腹八分寄り道人生

なんてことない日常つらつら

境界の町で

境界の町で

境界の町で

2011‐2014福島県浜通り、検問のある町。たしかな描写で、風景が、土地が、人間が、立ち上がる。岡映里、衝撃のデビュー作。

震災があったとき、「誰からも心配されなかったし、誰からも探してもらえなかった」わたし。「本当に会いたい人」を探すため街を流れ出て、福島に。
警戒区域は魅力的な聖域のように見え、刺激と陶酔そのものだったと。

多方で絶賛されている本書を読み始め、なんだかひどく居心地の悪さを感じた。なんだろなんだろと思ったが、著者自身の不安定さだったのか。薄れてしまったあの頃の空気が一度に戻ってくる。忘れてはいけない。忘れられるわけがない。でも、忘れてしまいたいんだろう きっと。

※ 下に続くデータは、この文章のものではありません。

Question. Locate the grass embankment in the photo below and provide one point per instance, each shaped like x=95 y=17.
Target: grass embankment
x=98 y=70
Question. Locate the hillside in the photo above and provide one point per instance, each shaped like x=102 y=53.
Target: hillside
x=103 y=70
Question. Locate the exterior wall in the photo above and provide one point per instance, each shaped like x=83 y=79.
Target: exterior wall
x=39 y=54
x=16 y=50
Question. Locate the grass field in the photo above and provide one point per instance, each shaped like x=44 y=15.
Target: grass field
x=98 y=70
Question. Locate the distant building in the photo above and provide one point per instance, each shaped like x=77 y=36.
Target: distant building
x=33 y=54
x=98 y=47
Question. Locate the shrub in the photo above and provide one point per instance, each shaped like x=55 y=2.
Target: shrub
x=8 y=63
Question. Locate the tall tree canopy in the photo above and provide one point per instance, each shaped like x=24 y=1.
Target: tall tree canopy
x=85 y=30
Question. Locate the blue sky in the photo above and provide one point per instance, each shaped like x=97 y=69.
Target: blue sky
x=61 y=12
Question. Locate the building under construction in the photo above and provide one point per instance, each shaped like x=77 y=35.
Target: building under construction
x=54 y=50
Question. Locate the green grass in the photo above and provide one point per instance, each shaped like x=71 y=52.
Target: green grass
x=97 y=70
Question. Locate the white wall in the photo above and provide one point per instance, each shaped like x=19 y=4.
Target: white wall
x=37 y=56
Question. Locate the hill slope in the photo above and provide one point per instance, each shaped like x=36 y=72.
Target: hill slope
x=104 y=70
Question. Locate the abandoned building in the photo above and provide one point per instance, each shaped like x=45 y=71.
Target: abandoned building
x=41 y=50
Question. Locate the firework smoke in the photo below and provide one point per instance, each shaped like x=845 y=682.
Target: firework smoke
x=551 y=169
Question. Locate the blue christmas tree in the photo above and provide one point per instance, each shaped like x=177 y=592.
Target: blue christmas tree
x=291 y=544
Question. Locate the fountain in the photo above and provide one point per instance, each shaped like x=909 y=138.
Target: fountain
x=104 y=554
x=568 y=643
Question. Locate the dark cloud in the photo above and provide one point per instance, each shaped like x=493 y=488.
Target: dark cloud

人の人生の稲妻のような一瞬に触れて、私の言葉も瓦礫になった。福島でそんな経験を何度もした。共感も、心配も、同意も、言葉にした瞬間すべて嘘になった。すべての言葉を奪われてしまった。共感したい、同意したい、同化したい。でも言葉という道具は頼りにならなかった。




優劣をつけるものではないが、個人的に彩瀬まるさんのルポの方が心動かされた。